When living in her hometown of Ibarra (50 miles outside Quito, the capital), my informant celebrated this tradition every year with her friends and family.  As she explains the tradition, she smiles and laughs, recalling the silliness of the festivities.  She recalls how young men, wearing women’s clothes and makeup, block the city streets and demand small payments of money from passersby.  Only then can you pass and go on your way.  She explains that the men collect money to pay for alcohol, “para emborrarcharse” (to get drunk) later that night.

However, about five days earlier, preparations for the celebration begin with crafting life-sized dolls, or los años viejos, made of clothes and paper.  The effigy might represent a disliked celebrity or political figure, or even a representation of past mistakes or unachieved goals.  Sometimes a handwritten note is attached to the doll that explains why it must be burned.  My informant says that effigies are still made of Abdalá “El Loco” Bucaram, a corrupt president who served during the 1990s and was later overthrown for stealing money.  Yet, she also explains that nowadays, the años viejos can take the form of popular culture figures like SpongeBob Squarepants or Marvel comic superheroes.

Again, she laughs as she recalls her uncle’s custom.  Every year, her uncle makes an año viejo of himself and attaches a note that sounds like a last will and testament.  Instead of a somber undertone, he leaves funny and sarcastic notes to his family members.  For example, one year he wrote….

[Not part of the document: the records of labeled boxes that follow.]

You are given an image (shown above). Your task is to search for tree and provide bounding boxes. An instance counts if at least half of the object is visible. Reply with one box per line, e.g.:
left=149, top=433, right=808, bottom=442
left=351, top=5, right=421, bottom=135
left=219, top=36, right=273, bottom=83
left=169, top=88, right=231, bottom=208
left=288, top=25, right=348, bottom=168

As the clock nears midnight, people set fire to their años viejos outside their houses, in the streets or even on the beach.  To give it even more New Year’s flare, firecrackers are often thrown into the fire.  My informant says that this is one of her favorite holidays, but since she has moved to the U.S., the tradition of años viejos has slightly changed.  Instead of setting fire to the año viejo, she and her family ceremonially throw the effigy in the trash.

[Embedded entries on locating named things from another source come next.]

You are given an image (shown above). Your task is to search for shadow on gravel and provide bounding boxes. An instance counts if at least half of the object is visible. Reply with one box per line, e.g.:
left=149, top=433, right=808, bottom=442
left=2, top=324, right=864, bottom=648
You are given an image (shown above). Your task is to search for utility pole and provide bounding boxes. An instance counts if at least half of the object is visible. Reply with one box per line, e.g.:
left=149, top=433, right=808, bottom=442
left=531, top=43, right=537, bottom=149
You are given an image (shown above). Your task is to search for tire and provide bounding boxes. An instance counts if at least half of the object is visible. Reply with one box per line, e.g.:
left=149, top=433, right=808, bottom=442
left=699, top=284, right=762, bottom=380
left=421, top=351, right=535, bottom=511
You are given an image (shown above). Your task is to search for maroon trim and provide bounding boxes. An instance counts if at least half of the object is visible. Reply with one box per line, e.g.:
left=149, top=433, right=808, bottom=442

When analyzing the celebration of Año Viejo, the liminality of New Year’s Eve instigates a transformation of identities and superstition.  Because December 31st brings the past year to a close, but is not quite a new year, this liminal phase inverts social roles and men behave uncharacteristically by dressing up and acting like women.  Yet, the años viejos can be perceived as a form of superstition or imitative magic.  They symbolize past mistakes or the character of disliked public figures, and the ritual burning of the effigies signifies their eradication, to ensure they don’t return in the new year.  The tradition is also superstitious because it is an active performance that attempts to produce good luck and a “clean slate.”

The types of años viejos that are crafted today illustrate the history and evolution of the holiday.  The history of Años Viejo is unclear, but my informant says that it may have been started because of a yellow fever epidemic that affected the country years ago and many bodies were burned as a result.  Similar to how yellow fever was rid from the country through pyres, the años viejos represent misfortunes or undesired characteristics and are also erased in the flames of a fire.  The yellow fever influence may be the reason why many años viejos take the form of a human.   Furthermore, while años viejos of disliked politicians are still used, the introduction of creating popular culture characters may indicate a change in the political environment of Ecuador.  My informant told me that the president in office today is well liked and the Ecuadorian government is no longer corrupt.  Therefore, años viejos appear to adapt to contemporary issues, trends and most of all, humor.  “Ecuador is a very relaxed country” and locals appear to reflect the stress-free atmosphere through the use of humor in Año Viejo celebrations.

So let’s set the Año Viejo ablaze and welcome the new!